OpenNMT-py
OpenNMT-py copied to clipboard
Feature Request - Support Continuous Features
I have a text with multiple features, some of them discrete, some continuous, on multiple simultaneous tracks:
For example, look at this image:
There are features for tilt
or yes-no
, and these features are not allowed to the lexical items.
Also, notice how words are spread out in none-regular intervals.
I would like the ability to add continuous features like "start" and "end" times (in frames) such that my input looks like:
Words:
JOHN|WORD|5|15
MAYBE|WORD|20|25
MOVE|WORD|45|53
....
And additional tokens:
FRONT|TILT|0|50
WIDE|APERT|0|100
...
I want these continuous features to have a "positional"-like embedding so the words could interact with the additional tokens using self-attention.
Hi there,
- source features have been disabled in 2.0 for now (should be put back in but no ETA yet);
- once source features are put back, it should not be that hard to make some of those continuous. Let us know if you'd be willing to contribute, we can give you some pointers to help you get started.
(Edit: some people on the forum seem interested in putting back the source features as well -- https://forum.opennmt.net/t/opennmt-py-2-0-release/3962/5?u=francoishernandez)
I could definitely try to contribute once you have source features back in. Thanks!
Hi,
I met the same problem. I use POS tags and some other discrete labels as features of the input. Is there any substitution methods for source features right now?
Hi there,
- source features have been disabled in 2.0 for now (should be put back in but no ETA yet);
- once source features are put back, it should not be that hard to make some of those continuous. Let us know if you'd be willing to contribute, we can give you some pointers to help you get started.
(Edit: some people on the forum seem interested in putting back the source features as well -- https://forum.opennmt.net/t/opennmt-py-2-0-release/3962/5?u=francoishernandez)
I'm doing some work that requires source features, so I guess if I'm going to do it I might as well do it the "right" way and contribute here. Could you provide some pointers to get started on this? Right now I'm just looking at the diffs between version 1.2 (when source features were last supported) and version 2.0 to figure out what needs to be worked on.
Hey @ongzexuan
That would be awesome!
The source features are historically handled via a _feature_tokenize
function, that is still present in the code in 2.0, but a few parts are missing.

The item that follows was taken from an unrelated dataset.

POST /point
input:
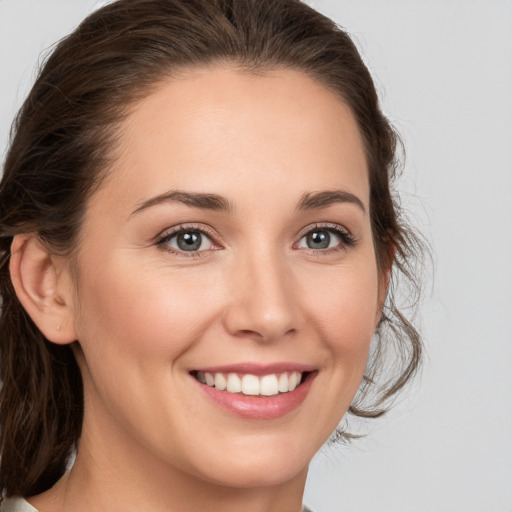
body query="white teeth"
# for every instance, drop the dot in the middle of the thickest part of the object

The main missing thing in the new implementation is the vocab creation for such features. Indeed, in the prior paradigm, all the vocabs were created during the preprocessing step, when parsing the dataset(s). But now, vocab(s) must be prepared beforehand. Hence, feature vocab(s) must be prepared at this point as well.
For reference, you can check the legacy preprocess, where all the vocabs were created (by looping on fields):
https://github.com/OpenNMT/OpenNMT-py/blob/legacy/onmt/bin/preprocess.py
cc @Zenglinxiao who might have some inputs on this as well.
Hello @ongzexuan, If you want to contribute to this, you can start by looking at the code of how the vocabulary fields are built and what the field is (especially onmt's text_fileds). Currently, we disabled the source feature by setting the n_feat of each side to 0: https://github.com/OpenNMT/OpenNMT-py/blob/36748a5f280fbe781a86a82b7df85166796d49d7/onmt/inputters/fields.py#L11-L13 To enable that, we need to get the feature number of each side as previously in 1.2. And provide the corresponding number of vocabulary files for build the fields. Once you get through this while take aware of the tokenization, it should be functional.
Thanks @francoishernandez @Zenglinxiao for the tips! One more thing, do we intend to have transformations defined on a per feature basis? Or will all the (source) features share the same transformation pipeline?
I'm guessing it shouldn't be too hard to do the former once I've got the rest figured out, but just wondering if there's use cases for this.
That's a very good question.
Technically, each Transform
will receive a full example, with all its fields:
https://github.com/OpenNMT/OpenNMT-py/blob/36748a5f280fbe781a86a82b7df85166796d49d7/onmt/transforms/transform.py#L44-L51
But, for transforms that may split tokens for instance, you will have to explicitly handle the additional features to remain coherent with the tokens. E.g. when tokenizing in subwords, you will have to keep track of things like eating|verb
-(tokenize)-> eat|verb -ing|verb
.
I see what you mean - extending on your example, this probably gets more complicated when you consider that each feature might have a different tokenizer which may generate different length outputs for the various features that need to be made coherent. I can see why the source features have been taken out now haha.
I'll take a closer look at this this weekend, thanks for all your input!
Hi, Have you figured out how to handle tokenization for source features? Which is the current status of the feature request?
Maybe we could use tokenizer.detokenize_with_ranges
which returns a mapping between the tokenized output and the original sentence and use that info to project source features to the corresponding subwords in a independent transform after tokenization. Do you find this doable?